Wednesday, 31 October 2012

Should I Get a Credit Card?

There are 2 kinds of people who use credit cards. There are those who use them and then pay them off in full every month, and then there are those who run up a full balance and spend years paying them off slowly.

Which one are you?

If you're the latter, then read this post first and become the former instead - Credit Card Maths

So what use is a credit card then?

Credit Cards can be handy things to have. Here's 5 things you can use them for:

1. Stoozing

Get a credit card with a 0% deal. Take the money off the card and stick it in a high interest account 'till the deal ends. Withdraw the money, pay the card balance off and pocket the interest.

2. Interest Free Loan

Can't quite afford a high priced item? Going to stick it on your credit card anyway? Pay off the balance in full each month for interest free borrowing. Read the Credit Card Maths post to see how it works.

3. Cashback Cards

Many cards pay anything up to 5% cashback. Use the card for all your spending each month, remembering to pay off the full balance each month, and get paid for using your card!

4. Points make Prizes

Supermarkets now offer credit cards to their customers, and these are nearly always linked to the supermarket's loyalty scheme. For every £1 you spend in store, you get so many points. The better ones give you points when you use the card elsewhere too. 

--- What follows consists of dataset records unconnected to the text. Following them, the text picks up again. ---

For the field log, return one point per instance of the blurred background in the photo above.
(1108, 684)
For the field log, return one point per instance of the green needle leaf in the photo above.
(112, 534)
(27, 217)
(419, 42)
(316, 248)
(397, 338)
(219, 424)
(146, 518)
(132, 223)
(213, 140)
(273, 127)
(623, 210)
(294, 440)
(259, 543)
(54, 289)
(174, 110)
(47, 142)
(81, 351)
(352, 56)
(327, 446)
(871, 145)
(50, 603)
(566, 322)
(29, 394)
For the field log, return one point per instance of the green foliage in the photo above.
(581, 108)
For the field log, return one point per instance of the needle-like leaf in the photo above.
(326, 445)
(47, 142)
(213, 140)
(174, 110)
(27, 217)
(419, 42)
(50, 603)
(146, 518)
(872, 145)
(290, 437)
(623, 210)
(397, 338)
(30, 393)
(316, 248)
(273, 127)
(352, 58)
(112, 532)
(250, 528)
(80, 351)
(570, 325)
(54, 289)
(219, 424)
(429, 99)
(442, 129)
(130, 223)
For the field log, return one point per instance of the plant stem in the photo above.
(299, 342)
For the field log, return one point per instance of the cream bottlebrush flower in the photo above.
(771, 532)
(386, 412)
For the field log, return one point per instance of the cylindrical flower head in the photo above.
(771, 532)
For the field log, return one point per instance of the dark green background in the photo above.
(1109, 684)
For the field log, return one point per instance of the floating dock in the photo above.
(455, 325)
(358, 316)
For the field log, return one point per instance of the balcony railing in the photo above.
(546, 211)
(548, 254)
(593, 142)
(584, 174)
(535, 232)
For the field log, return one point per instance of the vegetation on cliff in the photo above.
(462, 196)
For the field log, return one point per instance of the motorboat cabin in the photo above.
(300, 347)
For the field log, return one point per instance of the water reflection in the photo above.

It usually takes a significant amount of spending to generate enough points for any meaningful money off vouchers, but remember, supermarkets nearly always have some sort of deal that can be used where the points are worth more - e.g. on the run up to Christmas many supermarkets give you double points for purchases, or they will double the value of your vouchers to encourage you to spend more in their store.

There are also non-supermarket credit cards that have loyalty points schemes as well.

5. Consumer Protection

Here in the UK, we have something called the Consumer Credit Act (CCA). Back in the 1970's, hire purchase really took off. Your local store could sell you a big telly and you'd pay it off monthly. The problem came if there was something wrong with what you bought, because the money was still owed to a 3rd party.

Section 75 of the CCA made the creditor equally liable with the retailer for faulty goods or services, and this also applies to credit cards. So if you buy something for more than £100 on your credit card and there's something wrong with it, even if the original retailer has gone bust and disappeared, you can still claim your money back directly from your credit card. 

This leads me onto:

6. Chargebacks

This applies worldwide under various local laws. If there is a dispute with a retailer over an item, provided documentary evidence can be supplied to support your case, a payment can be reversed in a process called a chargeback, where the money is returned to your account.

7. Going Abroad

A credit card is more likely to be accepted in a foreign country than your native bank's debit card. Also, if you hire a car, you may have difficulty doing it with a debit card. The hire company may want to take the full deposit off your debit card (if they'll do it at all), whereas on a credit card they will request an authorisation for a minimal amount which is then removed when the car is returned.

So all in all, credit cards aren't all bad. Provided you remain disciplined in the way that you use them, they do have their uses.


  1. I think everyone should get a credit card as soon as they become of age, and are financially responsible enough to understand the significance of having debt. If some people are nervous about their spending getting out of control, they can sign up for pre-paid credit cards first, which sort of works like a gift card where you pay in advance and then spend the balance afterwards so you can never spend more than what you have. I think if nothing else, having a credit card helps boost one's credit history (^_^) And the sooner one starts building their credit history the better their chances are in the future of getting a mortgage, finding cheap car loans, etc... I think credit bureaus like Experian and Equifax also exist in the UK.

    1. At first I thought that was just a daft idea giving such young adults a credit card, but on reflection, I think I understand where you are coming from, and perhaps people should experience debt and possibly problems with debt while their lives still have no strings attached. It's far easier to extricate yourself from debt when you don't have a mortgage to pay and dependents to support.

      And yes, Experian and Equifax are the 2 main credit reference agencies over here too.